Modified: head/math/py-pymc/Makefile
==============================================================================
--- head/math/py-pymc/Makefile	Fri Dec  6 15:35:13 2013	(r335764)
+++ head/math/py-pymc/Makefile	Fri Dec  6 15:42:33 2013	(r335765)
@@ -2,8 +2,7 @@
 # $FreeBSD$
 
 PORTNAME=	pymc
-PORTVERSION=	2.0
-PORTREVISION=	1
+PORTVERSION=	2.3
 PORTEPOCH=	1
 CATEGORIES=	math python
 MASTER_SITES=	CHEESESHOP
@@ -12,11 +11,37 @@ PKGNAMEPREFIX=	${PYTHON_PKGNAMEPREFIX}
 MAINTAINER=	wenheping@gmail.com
 COMMENT=	Markov Chain Monte Carlo Sampling Toolkit
 
-BUILD_DEPENDS=	${PYNUMPY}
-RUN_DEPENDS:=	${BUILD_DEPENDS}
+LICENSE=	AFL
+LICENSE_NAME=	Academic Free License
+LICENSE_FILE=	${WRKSRC}/LICENSE
+LICENSE_PERMS=	auto-accept dist-mirror dist-sell pkg-mirror pkg-sell
+
+BUILD_DEPENDS=	${PYNUMPY} \
+		${PYTHON_PKGNAMEPREFIX}matplotlib>0:${PORTSDIR}/math/py-matplotlib \
+		${PYTHON_PKGNAMEPREFIX}scipy>0:${PORTSDIR}/science/py-scipy
+LIB_DEPENDS=	liblapack.so:${PORTSDIR}/math/lapack \
+		libblas.so:${PORTSDIR}/math/blas
+RUN_DEPENDS=	${PYNUMPY} \
+		${PYTHON_PKGNAMEPREFIX}matplotlib>0:${PORTSDIR}/math/py-matplotlib \
+		${PYTHON_PKGNAMEPREFIX}scipy>0:${PORTSDIR}/science/py-scipy
+
+OPTIONS_DEFINE=	DOCS
+DOCSDIR=	${PREFIX}/share/doc/py-${PORTNAME}
 
 USE_PYTHON=	yes
 USE_PYDISTUTILS=	yes
+PYDISTUTILS_AUTOPLIST=	yes
+PORTDOCS=	*
+
+post-install:
+	${STRIP_CMD} ${STAGEDIR}${PYTHON_SITELIBDIR}/${PORTNAME}/flib.so
+	${STRIP_CMD} ${STAGEDIR}${PYTHON_SITELIBDIR}/${PORTNAME}/gp/cov_funs/distances.so
+	${STRIP_CMD} ${STAGEDIR}${PYTHON_SITELIBDIR}/${PORTNAME}/gp/cov_funs/isotropic_cov_funs.so
+	${STRIP_CMD} ${STAGEDIR}${PYTHON_SITELIBDIR}/${PORTNAME}/gp/incomplete_chol.so
+	${STRIP_CMD} ${STAGEDIR}${PYTHON_SITELIBDIR}/${PORTNAME}/gp/linalg_utils.so
+	${STRIP_CMD} ${STAGEDIR}${PYTHON_SITELIBDIR}/${PORTNAME}/Container_values.so
+	${STRIP_CMD} ${STAGEDIR}${PYTHON_SITELIBDIR}/${PORTNAME}/LazyFunction.so
+	${MKDIR} ${STAGEDIR}${DOCSDIR}
+	${INSTALL_DATA} ${WRKSRC}/docs/*.rst ${STAGEDIR}${DOCSDIR}
 
-NO_STAGE=	yes
 .include <bsd.port.mk>

Modified: head/math/py-pymc/distinfo
==============================================================================
--- head/math/py-pymc/distinfo	Fri Dec  6 15:35:13 2013	(r335764)
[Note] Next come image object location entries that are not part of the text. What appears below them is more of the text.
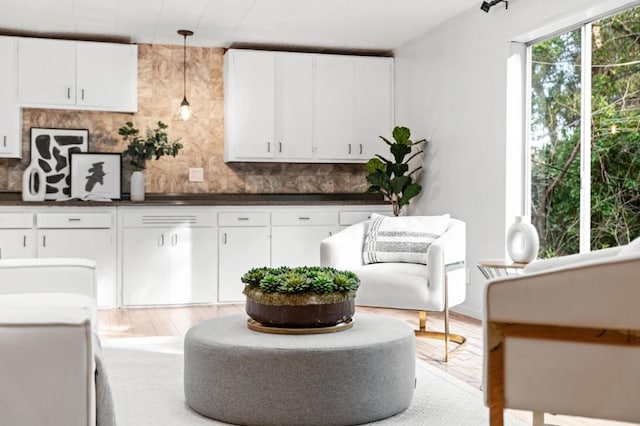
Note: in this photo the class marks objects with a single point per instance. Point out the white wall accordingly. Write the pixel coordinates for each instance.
(451, 88)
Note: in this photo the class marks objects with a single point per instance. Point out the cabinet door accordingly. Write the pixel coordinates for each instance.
(193, 265)
(294, 106)
(239, 250)
(251, 84)
(47, 72)
(334, 104)
(95, 244)
(298, 245)
(145, 267)
(373, 106)
(107, 76)
(17, 243)
(10, 117)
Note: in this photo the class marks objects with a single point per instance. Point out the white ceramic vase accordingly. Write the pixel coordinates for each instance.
(137, 186)
(523, 241)
(31, 191)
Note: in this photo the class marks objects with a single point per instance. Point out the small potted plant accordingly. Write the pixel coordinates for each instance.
(155, 145)
(302, 297)
(392, 178)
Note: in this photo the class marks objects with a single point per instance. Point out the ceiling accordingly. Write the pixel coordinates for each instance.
(368, 25)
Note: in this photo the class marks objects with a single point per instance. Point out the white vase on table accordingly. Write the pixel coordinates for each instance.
(137, 186)
(523, 241)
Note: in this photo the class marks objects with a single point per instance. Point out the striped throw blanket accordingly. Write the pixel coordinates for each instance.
(402, 239)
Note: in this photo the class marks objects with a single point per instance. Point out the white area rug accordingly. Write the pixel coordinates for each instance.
(147, 384)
+++ head/math/py-pymc/distinfo	Fri Dec  6 15:42:33 2013	(r335765)
@@ -1,2 +1,2 @@
-SHA256 (pymc-2.0.tar.gz) = 15bbf1e0df9e080d367d639462c4b2b9290826ca069a76ac2bc79d795fe6e653
-SIZE (pymc-2.0.tar.gz) = 1200416
+SHA256 (pymc-2.3.tar.gz) = db029c59d6a04f0c97d88993151c4ee58c76b9ad5c71ead7ee250088ba4cce0d
+SIZE (pymc-2.3.tar.gz) = 13080085

Modified: head/math/py-pymc/pkg-descr
==============================================================================
--- head/math/py-pymc/pkg-descr	Fri Dec  6 15:35:13 2013	(r335764)
+++ head/math/py-pymc/pkg-descr	Fri Dec  6 15:42:33 2013	(r335765)
@@ -1,11 +1,9 @@
-Bayesian estimation, particularly using Markov chain Monte
-Carlo (MCMC), is an increasingly relevant approach to
-statistical estimation. However, few statistical software
-packages implement MCMC samplers, and they are non-trivial
- to code by hand. pymc is a python package that implements
-the Metropolis-Hastings algorithm as a python class, and is
-extremely flexible and applicable to a large suite of problems.
-pymc includes methods for summarizing output, plotting,
-goodness-of-fit and convergence diagnostics.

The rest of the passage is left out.